Да, такая неправдоподобная тишина разлилась вокруг, что даже не верится. Только весной в лунные ночи бывает подобная тишина. Но теперь как раз весна и луна во все небо. Тени от домов, ямы и пожарища черным-черны. Это пейзаж ущелья.
Можно подумать, что город замер, прислушиваясь к тому, как корабли конвоя готовятся отвалить от причала.
Забежать в штаб не хватило времени. Неужели она так и уедет, не повидавшись с Виктором? Хоть бы услышать его голос!
Она решила позвонить в штаб с причала.
— Алло! Штаб? Скажите, вернулся лейтенант Колесников?
Но что-то пищало в трубке, щебетало, свистело. Быть может, второпях она назвала не тот номер? Потом в телефонные шумы ворвался начальственный голос, требовавший ускорить высылку на пост номер три каких-то макарон утолщенного образца.
— Пора, доктор! — сказал начальник эвакуационного отделения.
Стиснув зубы, она положила трубку на рычаг.
Если бы ей можно было не уезжать, пробыть еще день, дождаться Виктора!
Но на войне каждый выполняет свой долг. Кто бы оставил ее в Севастополе, если бы она даже знала, что Виктор вот-вот вернется? Кто разрешил бы это, когда у нее на руках транспорт, битком набитый ранеными?
Опять выбежал вперед катер, хлопотливо потащил в сторону сеть заграждения, открывая «ворота» перед кораблями. Справа по борту зачернела громада Константиновского равелина.
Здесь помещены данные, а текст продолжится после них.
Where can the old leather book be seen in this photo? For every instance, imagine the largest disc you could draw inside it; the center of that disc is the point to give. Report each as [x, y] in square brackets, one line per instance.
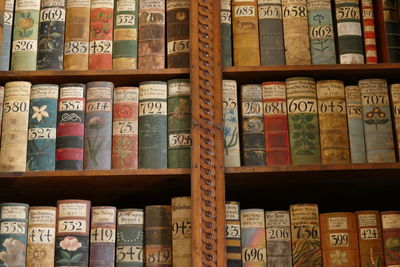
[42, 128]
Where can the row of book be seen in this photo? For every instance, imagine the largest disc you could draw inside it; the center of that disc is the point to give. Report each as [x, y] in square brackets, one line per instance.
[303, 122]
[76, 234]
[301, 32]
[303, 237]
[95, 126]
[94, 34]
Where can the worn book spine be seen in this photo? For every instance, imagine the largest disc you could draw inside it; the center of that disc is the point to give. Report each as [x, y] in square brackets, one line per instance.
[253, 125]
[179, 123]
[14, 136]
[102, 236]
[303, 121]
[153, 139]
[246, 48]
[377, 121]
[276, 123]
[42, 128]
[306, 243]
[125, 128]
[41, 237]
[130, 238]
[151, 34]
[158, 232]
[70, 127]
[277, 228]
[13, 234]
И вот в лунном свете заискрился внешний рейд.
Расталкивая форштевнем воду, транспорт медленно вытягивается из гавани. Впереди и позади корабли. Идут друг за другом, как по ниточке.
Огни на кораблях погашены, иллюминаторы задраены. Только на мостике гигантским светляком висит картушка компаса под козырьком.
Все напряжены предельно, как бы оцепенели в ожидании. Пулеметчики и зенитчики, сидя на своих седлах, глаз не сводят с неба.